Voyado experienced a minor incident on September 28, 2025 affecting Messaging, lasting 1h 39m. The incident has been resolved; the full update timeline is below.

Started: Sep 28, 2025, 08:34 AM UTC
Resolved: Sep 28, 2025, 10:14 AM UTC
Duration: 1h 39m
Detected by Pingoru: Sep 28, 2025, 08:34 AM UTC

Affected components

Messaging

Update timeline

investigating Sep 28, 2025, 08:34 AM UTC

We are currently experiencing delays with sendouts affecting a subset of customers. We are investigating and will provide updates as soon as we have more information.
monitoring Sep 28, 2025, 09:13 AM UTC

We identified the issue that was causing message delays for a subset of customers.

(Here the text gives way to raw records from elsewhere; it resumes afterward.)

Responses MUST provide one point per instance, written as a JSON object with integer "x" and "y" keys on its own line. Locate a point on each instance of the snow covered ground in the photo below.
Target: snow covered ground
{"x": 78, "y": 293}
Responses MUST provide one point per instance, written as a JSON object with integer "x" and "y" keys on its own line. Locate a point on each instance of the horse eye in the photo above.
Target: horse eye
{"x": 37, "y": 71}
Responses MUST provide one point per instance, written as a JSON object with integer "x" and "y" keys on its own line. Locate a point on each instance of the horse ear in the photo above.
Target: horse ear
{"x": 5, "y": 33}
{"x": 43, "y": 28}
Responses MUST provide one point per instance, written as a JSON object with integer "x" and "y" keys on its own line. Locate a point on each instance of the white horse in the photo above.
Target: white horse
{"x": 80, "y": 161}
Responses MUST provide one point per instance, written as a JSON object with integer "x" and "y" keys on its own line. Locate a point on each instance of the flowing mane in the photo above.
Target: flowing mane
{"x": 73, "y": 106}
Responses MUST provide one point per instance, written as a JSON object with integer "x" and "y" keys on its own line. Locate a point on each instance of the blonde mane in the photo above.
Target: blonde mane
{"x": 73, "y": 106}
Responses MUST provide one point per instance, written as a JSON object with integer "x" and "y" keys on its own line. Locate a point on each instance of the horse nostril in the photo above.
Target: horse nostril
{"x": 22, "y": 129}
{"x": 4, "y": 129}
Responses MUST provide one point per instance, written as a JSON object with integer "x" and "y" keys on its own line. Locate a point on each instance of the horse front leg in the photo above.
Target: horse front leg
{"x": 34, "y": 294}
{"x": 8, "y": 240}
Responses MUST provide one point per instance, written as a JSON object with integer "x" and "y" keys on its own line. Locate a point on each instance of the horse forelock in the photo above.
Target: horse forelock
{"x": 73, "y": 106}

The affected messages are now being processed, and we will continue to monitor closely until all messages have been sent.
resolved Sep 28, 2025, 10:14 AM UTC

The delayed messages have been processed and we are back to normal operations.
postmortem Oct 13, 2025, 12:56 PM UTC

## Summary On September 28th, Engage experienced delays in sending bulk email messages. The issue was caused by part of our internal email processing setup not operating as expected. The delay was resolved the same day, and no messages were lost. ## Customer Impact Bulk emails for a minor sub-set of customers were delayed by up to 3 hours. Priority messages, including automation emails and SMS, were not affected and were delivered as normal. ## Root Cause Three of the internal services responsible for processing emails were not active due to a system update on September 27th. This caused them to restart without automatically reactivating the needed components. Combined with a high traffic in the system, this led to a backlog in the email messaging pipeline. ## Mitigation The inactive services were redeployed, restoring full processing capacity. Once this was done, the message queue was quickly processed, and operations returned to normal. ## Next Steps To prevent similar issues in the future, we are: * Updating our deployment pipeline to ensure the required components are automatically restarted after updates. * Introducing additional monitoring and alerts to detect inactive or underperforming internal services sooner. We appreciate your understanding and patience while we worked through this issue and apologize for any inconvenience.